Rabat, 18 janvier 2026
Le Sénégal est de nouveau roi d’Afrique. Cinq ans après son premier sacre, les Lions de la Teranga ont conquis, dimanche soir, la Coupe d’Afrique des nations 2025 en dominant le Maroc (1-0 après prolongation), au terme d’une finale haletante, tendue et longtemps menacée par le chaos.
Le héros de la soirée s’appelle Pape Gueye. À la 94e minute de jeu, le milieu de terrain sénégalais a libéré tout un peuple en décochant une frappe magistrale dans la lucarne de Yassine Bounou, au moment où la rencontre peinait à retrouver son cours normal après une fin de temps réglementaire chaotique.

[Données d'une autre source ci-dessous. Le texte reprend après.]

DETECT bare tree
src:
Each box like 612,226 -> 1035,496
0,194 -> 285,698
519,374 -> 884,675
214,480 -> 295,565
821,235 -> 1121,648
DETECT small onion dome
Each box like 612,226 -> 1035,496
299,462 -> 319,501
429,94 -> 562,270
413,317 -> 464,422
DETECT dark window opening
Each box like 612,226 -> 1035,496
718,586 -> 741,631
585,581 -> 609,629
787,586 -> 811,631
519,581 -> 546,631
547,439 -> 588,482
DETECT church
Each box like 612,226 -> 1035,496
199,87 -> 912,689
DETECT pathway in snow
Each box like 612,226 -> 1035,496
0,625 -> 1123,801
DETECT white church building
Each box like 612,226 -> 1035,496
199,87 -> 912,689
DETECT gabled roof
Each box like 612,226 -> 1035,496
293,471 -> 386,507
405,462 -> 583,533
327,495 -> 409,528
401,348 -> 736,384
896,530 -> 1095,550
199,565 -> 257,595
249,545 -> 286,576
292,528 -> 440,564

Ce but, aussi spectaculaire que symbolique, a offert au Sénégal son deuxième titre continental, confirmant son statut de nation majeure du football africain. Finaliste à trois reprises sur les quatre dernières éditions, deuxième au classement FIFA africain, le Sénégal s’impose désormais comme l’équipe la plus régulière du continent.

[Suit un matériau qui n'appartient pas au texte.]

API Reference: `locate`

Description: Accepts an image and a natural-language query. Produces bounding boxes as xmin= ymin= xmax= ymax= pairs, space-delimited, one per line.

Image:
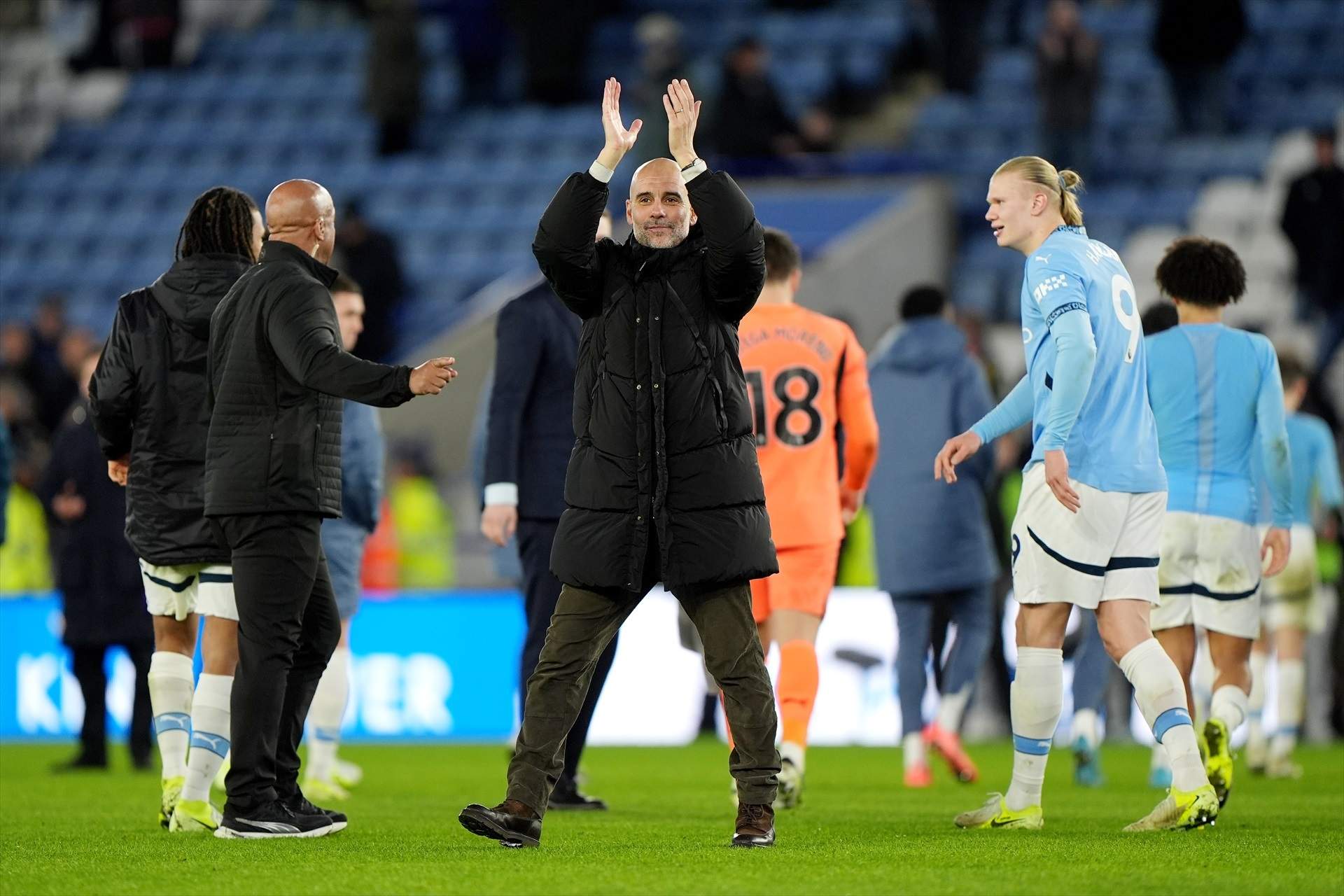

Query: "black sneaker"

xmin=457 ymin=799 xmax=542 ymax=848
xmin=547 ymin=778 xmax=606 ymax=811
xmin=284 ymin=790 xmax=348 ymax=834
xmin=215 ymin=799 xmax=335 ymax=839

Une finale qui bascule dans la controverse
Mais cette victoire historique restera indissociable des événements qui ont marqué la 7e minute du temps additionnel. Sur un corner marocain, l’arbitre congolais Jean-Jacques Ndala Ngambo, après recours à la VAR, a accordé un pénalty très contesté aux Lions de l’Atlas pour une faute présumée dans la surface sénégalaise.
Deux minutes plus tôt, un but sénégalais avait été annulé pour une faute jugée tout aussi discutable. Cette succession de décisions a provoqué une explosion de colère sur le terrain. Les joueurs sénégalais ont brièvement quitté la pelouse, avant de revenir sous l’impulsion de leur capitaine Sadio Mané.

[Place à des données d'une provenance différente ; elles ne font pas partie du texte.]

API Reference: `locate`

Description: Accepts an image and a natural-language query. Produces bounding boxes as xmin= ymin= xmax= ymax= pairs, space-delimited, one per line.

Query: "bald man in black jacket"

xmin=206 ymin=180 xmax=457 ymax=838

La tension a rapidement gagné les tribunes. Pendant de longues minutes, le match a été interrompu, les forces de l’ordre mobilisées, et l’atmosphère est devenue irrespirable dans un stade pourtant exemplaire jusque-là.
Mendy, puis Gueye, pour l’histoire
Lorsque le jeu a enfin repris, le pénalty marocain a été stoppé par Édouard Mendy, impérial dans son rôle. Ce tournant psychologique a semblé assommer les Lions de l’Atlas. Le Sénégal, plus serein, plus mature, a alors pris l’ascendant, avant le coup de génie de Pape Gueye en prolongation.
Malgré une fin de match tendue, les Lions de la Teranga ont tenu bon, scellant un succès aussi précieux que symbolique.
Un sacre mérité, une fête contrastée
À Dakar, la liesse a immédiatement envahi les rues. Le Sénégal célèbre un groupe soudé, discipliné et mentalement solide, capable de triompher même dans l’adversité extrême.
Pour le Maroc, en revanche, le rêve s’est brisé à domicile. Cinquante ans après son unique sacre continental, et vingt-deux ans après sa dernière finale, l’attente se prolonge, malgré une organisation de la CAN unanimement saluée et des infrastructures de niveau mondial.
La CAN 2025 restera comme la plus réussie sur le plan organisationnel et commercial, mais aussi comme celle d’une finale hors normes, dont les images marqueront durablement les mémoires.
Dans l’histoire du football africain, le Sénégal inscrit une nouvelle étoile. Dans celle du Maroc, cette nuit de Rabat laissera longtemps un goût amer.